---
title: "P-values -- Uses, abuses, and alternatives"
author: "John Maindonald"
date: '`r format(Sys.Date(),"%d %B %Y")`'
output: 
  rmarkdown::html_vignette
vignette: >
  %\VignetteIndexEntry{P-values -- Uses, abuses, and alternatives}
  %\VignetteEngine{knitr::rmarkdown}
  %\VignetteEncoding{UTF-8}
bibliography: scistatR.bib
---

```{r setup, include=FALSE}
knitr::opts_chunk$set(echo = TRUE)
```

Statistical analysis is a partner to, and not a substitute
for, robust scientific processes.  The use of experimental data
provides the simplest context in which to explore this point.
For experimental work, over and above what may emerge from a
statistical analysis, the demand is that results be replicable.
Laboratory studies have repeatedly shown shown that drinking
regular caffeinated coffee increases blood pressure, though
with minimal long term effects.  See @green_kirby_suls_1996.
It is accepted that there is this effect, not from the 
statistical analysis of results from any individual trial, 
but because the effect has been demonstrated in repeated trials.
The evidence is unusually robust.

The role of statistical analysis has been:

* to demonstrate that, collating the evidence from repeated
trials, the effect does appear real; 
* to assess the magnitude of the effect.

Worldwide, hundreds of thousands of randomised trials are
conducted annually.  What do they tell us?  In clinical medicine,
follow-up trials are common, and clear conclusions will often
emerge from the careful collation of evidence that, in important
cases, is likely to follow.  In many other areas follow-up trials
have until recently been uncommon.

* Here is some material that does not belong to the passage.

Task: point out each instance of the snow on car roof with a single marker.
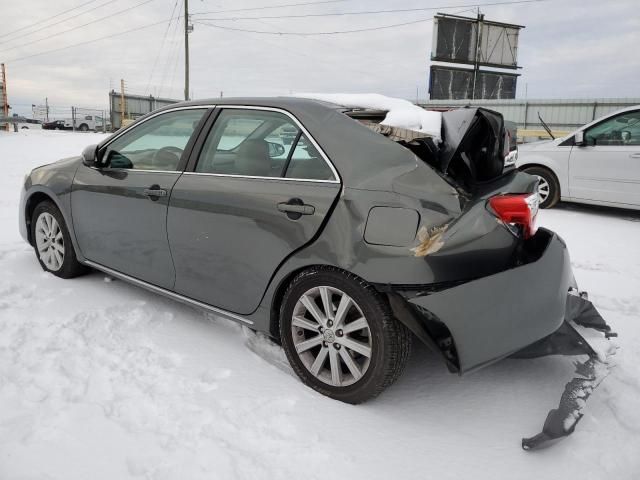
(400, 113)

This is now changing, and for
good reason.  Independent replication of the experimental process
provides checks on the total experimental process, including the
statistical analysis.  It is unlikely that the same mistakes in
experimental procedure and/or statistical analysis will be repeated.

These replication rates are so low, in the areas
to which these papers relate, that they make nonsense of citations
to published individual trial results as evidence
that a claimed effect has been scientifically demonstrated.}
Papers that had a key role in getting attention to reproducibility
concerns have been @prinz2011believe and 
@begley2012drug.  The first (6 out of 53 "landmark" studies
reproduced)  related to drug trials, and the second (19 out of 65 
"seminal" studies) to cancer drug trials.  Since those studies
appeared, results have appeared from systematic attempts to
reproduce  published work in psychology (around 40%), in
laboratory economics (11 of 18), and in social science (12 of 18).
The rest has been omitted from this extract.